Позвонил американский профессор Маффи (что, как всегда, оказалось его именем, а не фамилией), что у него есть для меня разговор и пакет. Слово "пакет" он произнес по телефону шепотом. Пакет оказался стереосистемой, посланной моим лучшим другом Ю., недавно туда эмигрировавшим. Маффи был очень красив. Он не мог скрыть удивления перед тем, как я живу, хотя я и прибирался перед его приходом часа три. Он двигался осторожно, пытаясь не прикоснуться ни к чему, будто и стены были заразные. Даже стул он поставил посреди комнаты, чтобы ни к чему не прикоснуться. Я небрежно взглянул на систему и поблагодарил, но он настаивал продемонстрировать ее действие, будто не столько передавал, сколько продавал товар. Его как бы даже обижало, что я недооценивал значимость его, строго говоря, дара. Я же был, по-видимому, задет, что профессор был занят не своим прямым делом, то есть изучением моего творчества. Как профессиональный коммивояжер, он извлек из кармана кассету. Это была хорошая исполнительница, не Джоан Баэз, а другая, и машина звучала отлично. Американец говорил ровным, вставным русским голосом, как немец. Он как-то хотел убедиться, что передал именно этот аппарат мне. Он хотел убедиться в том, что я понял назначение клавиш. Он делал достаточные усилия, чтобы не посмотреть то на валяющуюся рукопись, то на загулявший ботинок. Человек, как ему говорили, русский писатель, продолживший традицию, у которого вещи валяются на полу, у которого нет под рукой штопора и он выбивает пробку ударом руки, мог, конечно, пустить технику не по назначению. Нет, он вообще не пьет и не курит, профессор Маффи, у него еще один эпойнтмент... Но я его все-таки задержал. Что-то в том, как он прямо сидел посреди комнаты, поставив ноги как в таз и не касаясь широкими плечами моего воздуха, подвинуло меня... Я еще раз, более развернуто, поблагодарил и похвалил звучание. Но, сказал я, мне не с чем сравнить, у меня только одна кассета, которая я знаю как звучит. "Одна кассета?.." - некоторое недоумение в его голосе удовлетворило меня. Я знал, что делаю. "Да у меня тут, - небрежно сказал я, - соседка моя поет". "Поет?.." О, меня вполне устраивало его недоверие! Я хорошо запомнил, вот уж точно - на всю жизнь, впечатление от этого первого звука, от этого звука впервые... но это отдельная история. Сейчас этот Маффи не мог представить, что его ждет. Я ведь также еще недавно не знал... Небрежно передал я ему затертую кассету (без коробочки). Он бережно вставил ее, храня почти неудовольствие на лице...

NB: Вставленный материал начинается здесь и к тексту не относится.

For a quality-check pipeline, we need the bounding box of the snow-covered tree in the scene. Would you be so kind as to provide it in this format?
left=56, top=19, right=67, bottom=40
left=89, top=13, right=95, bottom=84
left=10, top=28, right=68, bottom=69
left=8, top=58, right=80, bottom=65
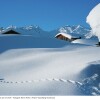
left=86, top=3, right=100, bottom=46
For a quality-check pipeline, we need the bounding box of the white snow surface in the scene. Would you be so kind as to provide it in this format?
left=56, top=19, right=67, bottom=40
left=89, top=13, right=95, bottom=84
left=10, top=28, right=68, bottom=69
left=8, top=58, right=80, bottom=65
left=87, top=3, right=100, bottom=41
left=0, top=44, right=100, bottom=96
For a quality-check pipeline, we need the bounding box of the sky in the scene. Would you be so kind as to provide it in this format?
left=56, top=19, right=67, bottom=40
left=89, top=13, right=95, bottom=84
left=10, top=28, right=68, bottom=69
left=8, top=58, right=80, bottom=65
left=0, top=0, right=100, bottom=30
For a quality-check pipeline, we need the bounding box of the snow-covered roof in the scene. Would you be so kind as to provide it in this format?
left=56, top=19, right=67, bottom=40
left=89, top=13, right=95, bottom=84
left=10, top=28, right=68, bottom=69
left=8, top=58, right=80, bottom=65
left=55, top=33, right=81, bottom=39
left=55, top=33, right=72, bottom=39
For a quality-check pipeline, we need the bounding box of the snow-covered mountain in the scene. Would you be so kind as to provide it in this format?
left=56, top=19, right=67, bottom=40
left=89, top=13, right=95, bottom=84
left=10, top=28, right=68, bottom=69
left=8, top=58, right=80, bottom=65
left=0, top=25, right=91, bottom=38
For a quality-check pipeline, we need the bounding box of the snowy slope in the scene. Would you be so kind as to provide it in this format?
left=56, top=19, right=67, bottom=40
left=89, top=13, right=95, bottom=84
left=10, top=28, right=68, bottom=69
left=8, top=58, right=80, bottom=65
left=0, top=44, right=100, bottom=95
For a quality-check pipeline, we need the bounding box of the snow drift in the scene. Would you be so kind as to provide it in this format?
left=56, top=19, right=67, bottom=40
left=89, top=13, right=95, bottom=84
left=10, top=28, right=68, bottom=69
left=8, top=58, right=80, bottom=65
left=87, top=3, right=100, bottom=41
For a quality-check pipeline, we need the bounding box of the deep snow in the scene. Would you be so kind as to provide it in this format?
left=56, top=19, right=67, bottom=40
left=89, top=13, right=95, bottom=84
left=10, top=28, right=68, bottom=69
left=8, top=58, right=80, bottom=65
left=87, top=3, right=100, bottom=41
left=0, top=39, right=100, bottom=96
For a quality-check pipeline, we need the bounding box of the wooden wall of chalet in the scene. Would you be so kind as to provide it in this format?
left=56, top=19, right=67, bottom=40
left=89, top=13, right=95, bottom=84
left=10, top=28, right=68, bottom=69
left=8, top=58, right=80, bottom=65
left=56, top=34, right=71, bottom=41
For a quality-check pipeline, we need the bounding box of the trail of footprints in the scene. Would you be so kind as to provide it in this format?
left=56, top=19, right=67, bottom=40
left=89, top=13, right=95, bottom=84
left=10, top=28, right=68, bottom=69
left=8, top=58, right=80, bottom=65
left=0, top=78, right=75, bottom=84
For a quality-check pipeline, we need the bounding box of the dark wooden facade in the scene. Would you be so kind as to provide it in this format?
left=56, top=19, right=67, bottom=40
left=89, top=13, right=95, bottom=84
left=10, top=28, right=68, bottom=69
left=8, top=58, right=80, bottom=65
left=56, top=34, right=81, bottom=42
left=56, top=34, right=70, bottom=41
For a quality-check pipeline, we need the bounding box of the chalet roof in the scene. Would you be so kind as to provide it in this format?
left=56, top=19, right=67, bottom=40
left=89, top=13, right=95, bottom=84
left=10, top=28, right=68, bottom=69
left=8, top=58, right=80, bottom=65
left=55, top=33, right=72, bottom=39
left=55, top=33, right=81, bottom=39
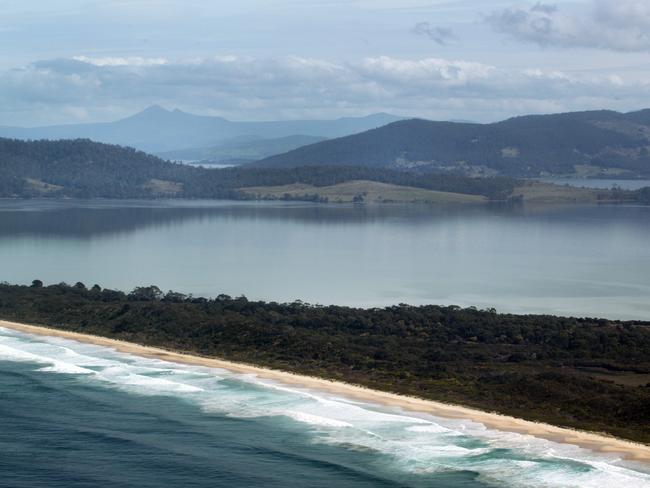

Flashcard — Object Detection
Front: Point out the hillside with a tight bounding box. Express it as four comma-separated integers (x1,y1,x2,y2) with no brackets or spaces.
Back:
255,110,650,177
0,138,650,203
0,105,400,153
240,180,487,204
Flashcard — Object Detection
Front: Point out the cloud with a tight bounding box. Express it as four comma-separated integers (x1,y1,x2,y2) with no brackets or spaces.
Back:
0,55,650,125
411,22,458,46
486,0,650,52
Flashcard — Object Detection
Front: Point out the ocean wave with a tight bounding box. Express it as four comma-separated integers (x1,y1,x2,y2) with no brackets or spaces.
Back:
0,328,650,488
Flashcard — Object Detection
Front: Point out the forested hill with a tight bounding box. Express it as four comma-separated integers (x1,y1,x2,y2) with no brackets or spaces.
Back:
0,138,516,199
0,280,650,442
255,109,650,177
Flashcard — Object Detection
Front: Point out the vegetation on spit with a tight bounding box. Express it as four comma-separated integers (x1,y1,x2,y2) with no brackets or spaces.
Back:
0,280,650,443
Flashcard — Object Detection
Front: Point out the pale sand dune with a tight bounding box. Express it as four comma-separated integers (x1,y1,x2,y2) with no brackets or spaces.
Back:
0,320,650,463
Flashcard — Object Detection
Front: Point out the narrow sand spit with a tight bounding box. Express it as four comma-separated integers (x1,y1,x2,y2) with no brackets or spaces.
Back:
0,320,650,463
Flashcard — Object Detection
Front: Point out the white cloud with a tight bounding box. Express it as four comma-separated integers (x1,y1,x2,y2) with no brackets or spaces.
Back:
486,0,650,52
72,56,168,66
0,55,650,125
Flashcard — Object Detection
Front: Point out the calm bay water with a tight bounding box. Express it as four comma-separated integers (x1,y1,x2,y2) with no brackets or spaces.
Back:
539,176,650,190
0,328,650,488
0,200,650,319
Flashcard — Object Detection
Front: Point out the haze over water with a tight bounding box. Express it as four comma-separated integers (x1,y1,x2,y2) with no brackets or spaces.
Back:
0,200,650,319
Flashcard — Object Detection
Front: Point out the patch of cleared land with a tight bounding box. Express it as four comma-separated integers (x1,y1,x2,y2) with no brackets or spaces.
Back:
240,180,487,203
143,178,183,196
512,181,610,203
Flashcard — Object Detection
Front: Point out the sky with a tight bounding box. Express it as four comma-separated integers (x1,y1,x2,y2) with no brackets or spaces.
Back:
0,0,650,127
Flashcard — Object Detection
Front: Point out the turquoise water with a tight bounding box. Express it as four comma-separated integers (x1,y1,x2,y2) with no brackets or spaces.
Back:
0,328,650,488
0,200,650,320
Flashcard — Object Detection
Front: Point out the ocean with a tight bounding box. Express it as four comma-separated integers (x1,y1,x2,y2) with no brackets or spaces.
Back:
0,328,650,488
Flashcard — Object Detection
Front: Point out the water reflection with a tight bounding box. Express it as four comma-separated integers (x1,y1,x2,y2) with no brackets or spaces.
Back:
0,200,650,319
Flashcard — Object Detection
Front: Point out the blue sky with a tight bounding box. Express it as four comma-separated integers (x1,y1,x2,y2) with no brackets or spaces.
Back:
0,0,650,126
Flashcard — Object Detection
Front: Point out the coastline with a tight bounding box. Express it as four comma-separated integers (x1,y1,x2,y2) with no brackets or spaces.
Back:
5,320,650,464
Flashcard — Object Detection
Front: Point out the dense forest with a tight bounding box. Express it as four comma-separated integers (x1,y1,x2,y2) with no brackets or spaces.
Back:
0,280,650,442
255,110,650,177
0,139,516,200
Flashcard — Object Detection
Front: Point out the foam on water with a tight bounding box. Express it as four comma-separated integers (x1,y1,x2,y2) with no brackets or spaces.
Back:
0,328,650,488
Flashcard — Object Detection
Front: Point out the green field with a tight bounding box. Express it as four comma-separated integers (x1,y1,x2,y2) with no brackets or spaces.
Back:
240,180,487,203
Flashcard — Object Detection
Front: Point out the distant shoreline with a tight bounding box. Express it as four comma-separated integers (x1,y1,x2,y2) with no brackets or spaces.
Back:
5,320,650,464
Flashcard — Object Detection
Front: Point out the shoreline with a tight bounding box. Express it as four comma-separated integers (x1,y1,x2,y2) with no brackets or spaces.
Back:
0,320,650,464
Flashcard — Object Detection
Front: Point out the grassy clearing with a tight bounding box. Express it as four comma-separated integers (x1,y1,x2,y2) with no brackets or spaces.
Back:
240,180,487,203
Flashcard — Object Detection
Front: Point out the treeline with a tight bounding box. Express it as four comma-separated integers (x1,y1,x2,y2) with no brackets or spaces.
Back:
255,110,650,177
0,281,650,442
0,138,516,199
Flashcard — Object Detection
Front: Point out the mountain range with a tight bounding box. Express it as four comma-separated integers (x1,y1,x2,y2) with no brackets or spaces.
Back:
254,109,650,177
0,105,400,155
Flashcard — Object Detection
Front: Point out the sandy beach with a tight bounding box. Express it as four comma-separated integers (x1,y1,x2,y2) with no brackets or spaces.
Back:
5,320,650,463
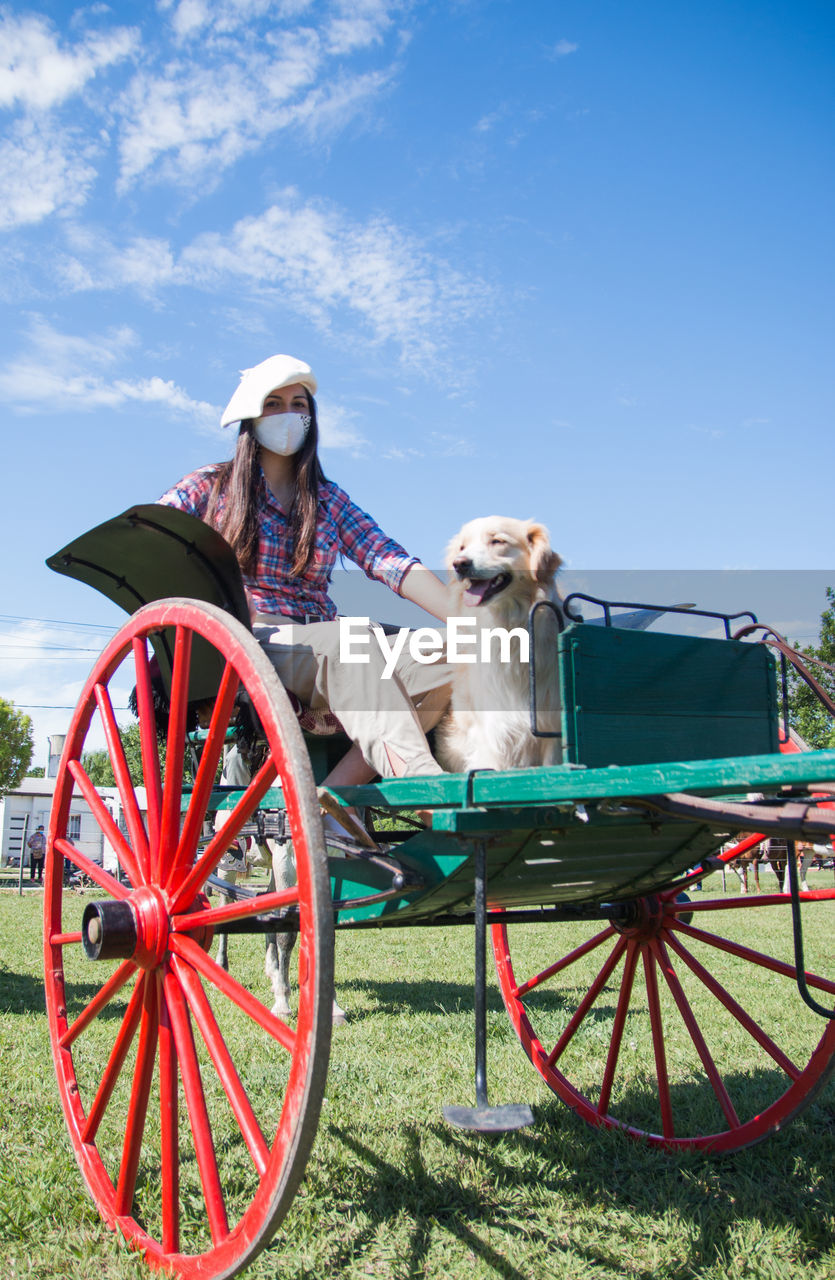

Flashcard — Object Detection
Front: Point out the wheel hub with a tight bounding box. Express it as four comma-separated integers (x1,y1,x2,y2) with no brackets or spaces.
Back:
611,893,665,941
81,884,168,969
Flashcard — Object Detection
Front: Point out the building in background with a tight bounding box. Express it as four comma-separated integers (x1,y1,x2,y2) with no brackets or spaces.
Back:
0,735,146,872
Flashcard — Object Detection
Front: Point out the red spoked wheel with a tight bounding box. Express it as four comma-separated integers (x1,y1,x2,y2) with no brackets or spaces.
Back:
44,599,333,1280
492,865,835,1152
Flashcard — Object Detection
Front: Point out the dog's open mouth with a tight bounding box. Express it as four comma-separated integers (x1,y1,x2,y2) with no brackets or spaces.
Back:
464,573,511,605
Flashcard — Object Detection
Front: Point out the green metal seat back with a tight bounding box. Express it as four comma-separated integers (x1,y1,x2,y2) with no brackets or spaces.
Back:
560,623,779,768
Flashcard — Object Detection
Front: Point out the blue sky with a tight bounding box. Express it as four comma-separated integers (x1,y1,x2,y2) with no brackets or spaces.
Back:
0,0,835,763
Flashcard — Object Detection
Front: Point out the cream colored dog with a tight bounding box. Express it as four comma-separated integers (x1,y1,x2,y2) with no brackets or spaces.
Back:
435,516,562,773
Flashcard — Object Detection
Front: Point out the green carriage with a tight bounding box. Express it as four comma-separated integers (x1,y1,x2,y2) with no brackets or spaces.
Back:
44,507,835,1280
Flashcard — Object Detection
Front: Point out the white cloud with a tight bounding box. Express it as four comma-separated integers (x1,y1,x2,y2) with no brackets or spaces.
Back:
177,191,489,365
0,316,220,426
316,407,369,456
119,32,318,188
55,188,493,366
0,120,96,230
0,14,138,111
325,0,392,54
117,0,398,191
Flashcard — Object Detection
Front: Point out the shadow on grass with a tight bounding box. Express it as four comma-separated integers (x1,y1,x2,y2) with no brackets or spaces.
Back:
317,1102,835,1280
0,961,46,1014
336,960,615,1021
322,1125,528,1280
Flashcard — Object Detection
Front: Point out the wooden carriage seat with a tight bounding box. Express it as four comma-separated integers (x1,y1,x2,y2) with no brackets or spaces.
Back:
46,503,343,737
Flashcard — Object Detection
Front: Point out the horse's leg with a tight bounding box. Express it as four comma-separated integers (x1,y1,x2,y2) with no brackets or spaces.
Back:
264,840,296,1018
265,840,347,1027
799,849,815,893
215,867,238,969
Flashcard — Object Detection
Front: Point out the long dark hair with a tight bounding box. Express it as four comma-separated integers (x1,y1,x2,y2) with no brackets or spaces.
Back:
206,388,327,577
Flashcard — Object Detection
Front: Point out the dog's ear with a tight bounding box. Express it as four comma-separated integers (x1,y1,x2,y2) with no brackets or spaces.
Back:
528,524,562,586
443,532,461,577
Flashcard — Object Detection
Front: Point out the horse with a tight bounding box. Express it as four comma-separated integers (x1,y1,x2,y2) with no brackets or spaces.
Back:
215,837,347,1027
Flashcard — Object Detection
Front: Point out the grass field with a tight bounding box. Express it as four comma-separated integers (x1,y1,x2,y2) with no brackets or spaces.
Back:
0,870,835,1280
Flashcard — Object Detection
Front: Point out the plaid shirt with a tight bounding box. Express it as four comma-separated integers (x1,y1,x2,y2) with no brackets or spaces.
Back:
159,463,420,620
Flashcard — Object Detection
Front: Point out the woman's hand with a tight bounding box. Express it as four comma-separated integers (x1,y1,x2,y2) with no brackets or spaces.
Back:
400,564,452,622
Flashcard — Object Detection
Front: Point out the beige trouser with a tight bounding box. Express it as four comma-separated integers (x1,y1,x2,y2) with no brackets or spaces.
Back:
252,614,452,778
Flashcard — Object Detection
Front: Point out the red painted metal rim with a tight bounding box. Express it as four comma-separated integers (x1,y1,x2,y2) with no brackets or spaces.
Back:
44,600,333,1280
492,891,835,1152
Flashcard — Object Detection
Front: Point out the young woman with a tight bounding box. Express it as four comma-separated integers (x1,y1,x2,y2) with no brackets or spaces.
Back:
159,356,450,829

О, есть, конечно, замечательные певцы... Но случается раз в жизни и восторг встречи с божеством! Кассета открывалась "Арией" Вивальди.
Спору нет, и машину мне прислал мой заморский друг Ю. отличную. Маффи, он тут же мне стал как-то роднее и ближе, так и не успел переменить выражение на лице - оно застыло в мине неудовольствия, застигнутое врасплох. Именно это имел в виду великий слепец... кстати о слепце... но и о нем потом. И именно что к мачте себя надо привязать, чтобы не улететь вслед за голосом. Одиссей, сирены, дальше был Шуберт - Маффи перевел дыхание. Обвел взглядом комнату, где оказался. "Соседка??." - надо было его слышать: такое меццо... какие палаццо, какие Ниццы, какое, где и ему никогда не бывать, подложил он под образ этого голоса? "Ну да, - невзначай обронил я, - этажом выше. Ну там соль, спички..." "Соседка!" - воскликнул он, поспешно собираясь, возмущенный моей ложью, которая была истинной правдой. Я ликовал - "у советских собственная гордость".